Fred Cook
- Cook in 1977

No. 72
- Position: Defensive end

Personal information
- Born: April 15, 1952 (age 74) Pascagoula, Mississippi, U.S.
- Listed height: 6 ft 4 in (1.93 m)
- Listed weight: 244 lb (111 kg)

Career information
- High school: Our Lady of Victory (MS)
- College: Southern Miss
- NFL draft: 1974 (2nd round, 32nd overall pick)

Career history
- Baltimore Colts (1974–1980);

Career NFL statistics
- Games played: 104
- Starts: 104
- Sacks: 56
- Fumble recoveries: 14
- Interceptions: 2
- Stats at Pro Football Reference

= Fred Cook (American football) =

American football player (born 1952)

Frederick Harrison Cook III (born April 15, 1952) is an American former professional football player. He played defensive end for the Baltimore Colts from 1974 through 1980.

==Early life and college==
Cook played high school football for Our Lady of Victory in Mississippi, and to date is the only player from that school to make it to the pro level. Cook played college football for Southern Mississippi. Upon entering the university, Cook was one of the first African-Americans to play for the football program. After playing well on the freshman team, Cook was promoted to the varsity football team. He was a starter as a sophomore, ending the season with 68 tackles and 18 quarterback sacks, both school records. Graduation took apart the front line, as Cook was the lone returning starter for the 1972 season.
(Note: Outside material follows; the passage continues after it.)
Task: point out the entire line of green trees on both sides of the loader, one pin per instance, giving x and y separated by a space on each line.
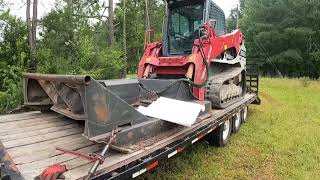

The team only managed three wins, but Cook was still a dominant force, recording 19 sacks and 122 tackles. In 1974, his senior season, his tackles diminished, but he still lead the team in quarterback sacks. Cook was third-team All-American and played in both the senior bowl and Blue-Gray games.

==Professional career==
Cook was selected by the Baltimore Colts in the second round of the 1972 NFL draft. The Colts had fallen on hard times. In 1974, under head coach Howard Schnellenberger the team was terrible, going 2–12, only getting wins versus the New York Jets and Atlanta Falcons. In 1975, the Colts had a new head coach in Ted Marchibroda and improved to 10–4. Cook started all 14 games, just as he did as a rookie the previous season. Cook picked off a Steve Grogan pass for his first career interception in the Colts 34–21 over the New England Patriots. Cook also scored the only touchdown of his career when he returned a fumble recovery for a score in another game that season. The Colts qualified for the playoffs three times during Cook's career, but they lost in each appearance. One of those was the "Ghost To The Post" game in which Oakland Raiders quarterback Ken Stabler hit tight end Dave Casper for the winning touchdown in the final minutes of the game. Oakland won 37–31.

Cook was a full-time starter in each of his seasons with the Colts, playing in 104 games for the franchise. On July 19, 1981, the Colts traded Cook, who was pending to be a free agent, to the Washington Redskins for a few draft picks. However, Cook was dealing injuries and never played for Washington.

==Personal life==
In 2009, Southern Mississippi inducted Cook into their legends club. The club consist of former players, many of whom went on to careers in the NFL. Brett Favre, Ray Guy, Reggie Collier, and Sammy Winder are among the players in the club. When Hurricane Katrina struck Mississippi, Cook's elementary school was completely destroyed, and he himself lost two cars. He also lost the son of a friend to suicide not long after the storm. Though the losses left him battling depression, Cook vowed to not let it get him down. Not long after the storm, he returned to Baltimore for an alumni reunion.